Marjan : « J'entretiens un rapport amour-haine avec le dépôt (rires). J'ai commencé au musée en 2006, alors qu'il s'appelait encore Musée municipal Vander Kelen-Mertens. Mon premier travail a été le déménagement de l'ensemble du patrimoine, en compagnie de mes collègues et de bénévoles, car les travaux de réaménagement du M allaient commencer. Pendant cette période, j'ai manipulé, photographié et emballé quasiment tous les objets. C'est un excellent moyen d'apprendre à connaître la collection (rires). À l'époque, la gestion du dépôt n'était pas optimale, car tant l'équipe que le budget étaient réduits. Cela entraînait toutes sortes de problèmes, d'où ma relation amour-haine (rires) –aujourd'hui, c'est l'amour qui a pris le dessus, vous savez ! Heureusement, la gestion du dépôt s'est professionnalisée au cours de ces 15 ans. Notre fonctionnement est exemplaire à présent. »

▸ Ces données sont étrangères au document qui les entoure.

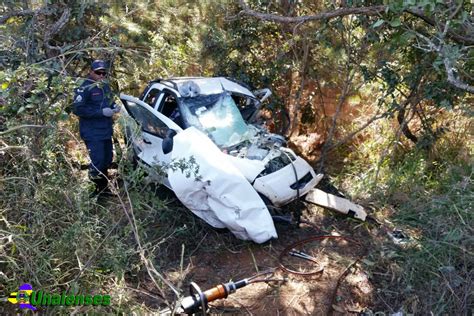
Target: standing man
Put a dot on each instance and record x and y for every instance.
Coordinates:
(94, 105)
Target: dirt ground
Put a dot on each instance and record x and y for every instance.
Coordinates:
(343, 287)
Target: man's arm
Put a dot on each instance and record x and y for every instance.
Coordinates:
(82, 108)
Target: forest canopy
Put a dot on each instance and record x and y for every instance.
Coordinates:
(378, 94)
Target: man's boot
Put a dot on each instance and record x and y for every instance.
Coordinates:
(103, 185)
(97, 185)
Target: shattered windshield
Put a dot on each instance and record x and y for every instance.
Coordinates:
(216, 115)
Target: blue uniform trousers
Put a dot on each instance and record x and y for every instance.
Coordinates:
(100, 153)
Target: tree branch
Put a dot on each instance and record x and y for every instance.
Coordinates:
(4, 18)
(372, 10)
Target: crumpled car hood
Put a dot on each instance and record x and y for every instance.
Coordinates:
(222, 195)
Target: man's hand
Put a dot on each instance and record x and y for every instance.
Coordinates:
(108, 112)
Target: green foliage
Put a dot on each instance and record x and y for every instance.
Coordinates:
(56, 237)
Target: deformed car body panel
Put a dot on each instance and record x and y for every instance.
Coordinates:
(277, 186)
(221, 195)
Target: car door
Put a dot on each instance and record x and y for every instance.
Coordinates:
(146, 129)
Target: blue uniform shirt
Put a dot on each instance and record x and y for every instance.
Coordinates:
(89, 100)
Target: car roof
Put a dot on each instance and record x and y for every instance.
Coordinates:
(209, 85)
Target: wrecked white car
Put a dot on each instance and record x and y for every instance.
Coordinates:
(242, 168)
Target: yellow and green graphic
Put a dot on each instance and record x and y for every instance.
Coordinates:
(27, 298)
(22, 297)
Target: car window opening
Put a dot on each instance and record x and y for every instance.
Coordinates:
(218, 116)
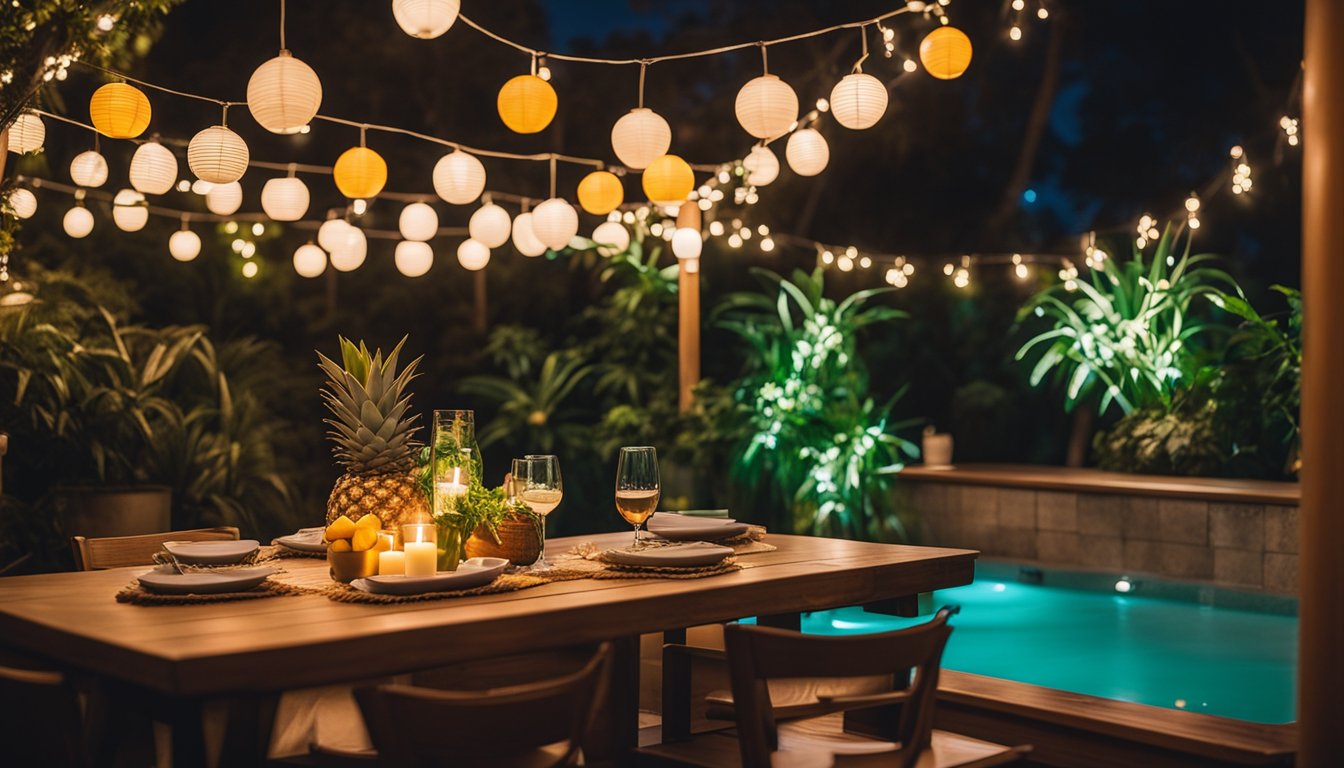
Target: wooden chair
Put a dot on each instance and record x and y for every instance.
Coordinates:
(895, 732)
(120, 552)
(532, 725)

Benedicte : « Le nouveau bâtiment du M comprend trois dépôts modernes, un au niveau -2, un autre au niveau -3 et un troisième qui s'étend sur les deux niveaux. Ce dernier est haut de huit mètres – c'est nécessaire parce que certains de nos tableaux sont gigantesques. Comme ils n'entrent même pas dans l'ascenseur, il faut les remonter à l'aide d'un système à poulies. »
« Dans les trois espaces, nous maintenons une température constate entre 18 et 22 degrés Celsius et un taux d'hygrométrie relatif de 45 à 55%. Puisque les pièces conservées sont très diverses, nous préférons opter pour un climat moyen optimal. Si pour le métal le taux d'hygrométrie doit être aussi faible que possible, il doit être plus élevé pour le bois – sinon il se fend. »
« Les pièces très vulnérables sont emballées séparément ; nos gravures, par exemple, sont conservées dans des cartons sans acide. Mais les sculptures sont posées dans des rayonnages, tout simplement, sans coffrages. Les peintures sont accrochées à des portants sur roues, serrés les uns contre les autres. En les manœuvrant, on ouvre un passage pour arriver à la pièce souhaitée. »
CONTINUER À COMPTER
Marjan : « Quand j'ai commencé au musée, on estimait que la collection comptait 42 000 pièces. Personne ne connaissait le nombre exact, c'était une estimation raisonnée. Depuis lors, nous avons beaucoup investi dans l'enregistrement numérique de la collection – la saisie sur ordinateur, donc – et nous en sommes à un peu plus de 53 000 objets. Je pense que nous finirons autour de 60 000. »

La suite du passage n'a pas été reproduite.